駅前の広場は朝の通勤通学ラッシュなどなかったかのように人もまばらで穏やかだ。
住宅街側であるせいかロータリーは小さめで、ベンチなども特にない。
オレは駅に入っていく人の流れの邪魔にならぬように、けれど待ち人がオレのことをすぐに見つけられるように改札口にある低い植え込みの近くを陣取る。
一人、ここに立っているとなんだか少しだけ居心地の悪さを覚える。
昔からごく限られた人付き合いしかしてこなかったからプライベートで誰かと待ち合わせをするなんてほとんどなかった。
ましてや自分とは縁遠いであろう花屋に行くための外出なんてあるわけもなく。
待ち人である瀬名の花屋に行くだけなら営業中にふらりと立ち寄ればいいだけの話だ。
だが今日はわざわざ休みの日に時間を決めてここにいる。
早い時間に学校が終わったのであろう学生たちが数人、駅から出てきては楽しそうに笑い合いながらオレの傍を通り過ぎていくのをぼんやりと眺めながら、数日前のことを思い出す。
*****
日勤の勤務を終え、バイクで花屋へと向かうと閉店作業をしている瀬名の姿が見えてホッとする。

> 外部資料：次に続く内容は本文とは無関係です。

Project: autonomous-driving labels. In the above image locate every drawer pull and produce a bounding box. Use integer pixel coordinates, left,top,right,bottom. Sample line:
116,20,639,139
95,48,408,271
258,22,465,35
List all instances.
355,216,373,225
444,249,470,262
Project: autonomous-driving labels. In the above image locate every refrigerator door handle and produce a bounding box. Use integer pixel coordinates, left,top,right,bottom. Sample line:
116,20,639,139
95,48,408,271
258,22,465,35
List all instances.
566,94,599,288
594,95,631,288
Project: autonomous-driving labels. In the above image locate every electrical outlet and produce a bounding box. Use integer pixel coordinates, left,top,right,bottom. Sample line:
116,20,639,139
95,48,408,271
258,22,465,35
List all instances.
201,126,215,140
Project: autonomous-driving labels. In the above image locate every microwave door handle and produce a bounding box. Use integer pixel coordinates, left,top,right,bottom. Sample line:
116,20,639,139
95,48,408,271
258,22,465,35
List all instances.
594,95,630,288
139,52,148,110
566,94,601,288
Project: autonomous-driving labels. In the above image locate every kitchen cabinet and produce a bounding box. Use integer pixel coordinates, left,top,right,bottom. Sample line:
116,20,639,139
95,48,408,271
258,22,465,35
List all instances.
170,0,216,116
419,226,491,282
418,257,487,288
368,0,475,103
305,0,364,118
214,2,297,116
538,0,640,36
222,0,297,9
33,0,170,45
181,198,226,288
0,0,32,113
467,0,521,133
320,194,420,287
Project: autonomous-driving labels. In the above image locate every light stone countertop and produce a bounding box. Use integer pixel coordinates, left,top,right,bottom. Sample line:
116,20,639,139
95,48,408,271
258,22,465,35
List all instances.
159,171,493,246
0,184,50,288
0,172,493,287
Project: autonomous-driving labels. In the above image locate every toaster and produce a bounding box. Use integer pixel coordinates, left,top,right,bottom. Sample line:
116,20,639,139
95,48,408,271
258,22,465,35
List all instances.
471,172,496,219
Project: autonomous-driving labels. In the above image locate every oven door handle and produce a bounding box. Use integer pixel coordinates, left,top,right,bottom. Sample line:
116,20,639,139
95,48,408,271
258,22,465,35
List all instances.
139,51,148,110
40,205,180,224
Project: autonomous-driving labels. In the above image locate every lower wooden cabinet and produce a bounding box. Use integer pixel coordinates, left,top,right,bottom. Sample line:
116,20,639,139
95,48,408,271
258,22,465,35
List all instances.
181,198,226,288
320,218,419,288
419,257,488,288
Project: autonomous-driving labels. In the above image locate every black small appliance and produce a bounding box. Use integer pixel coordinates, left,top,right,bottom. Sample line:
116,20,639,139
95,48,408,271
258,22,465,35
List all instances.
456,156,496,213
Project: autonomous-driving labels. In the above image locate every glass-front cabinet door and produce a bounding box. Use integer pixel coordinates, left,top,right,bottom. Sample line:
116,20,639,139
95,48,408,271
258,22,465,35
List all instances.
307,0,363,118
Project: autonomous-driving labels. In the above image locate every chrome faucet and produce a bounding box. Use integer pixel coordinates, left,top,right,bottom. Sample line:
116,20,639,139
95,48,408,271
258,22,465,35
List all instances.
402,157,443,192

オレに気付くと瀬名は「お疲れ」と言うので手伝おうかと聞いたが「そっちも仕事終わりだろう」と首を振られてしまう。
店主の許可なく勝手に店の物に触るわけにもいかないので、大人しく店に入って店内の花を見て歩きながら瀬名を待つ。
「新しい花入った?」
「入れたが、青い花はない」
「そっか」
外の花たちをしまい終えた瀬名がドアの鍵を閉めた音が聞こえたので、今日はどうだと確認をしたが瀬名はただ静かに首を振るだけ。
そこに寂しさも、申し訳なさもない。淡々としている。
いくらオレと一緒に花を探してくれると言ったって、全部の青い花を仕入れるわけにもいかないのはオレにだって理解できる。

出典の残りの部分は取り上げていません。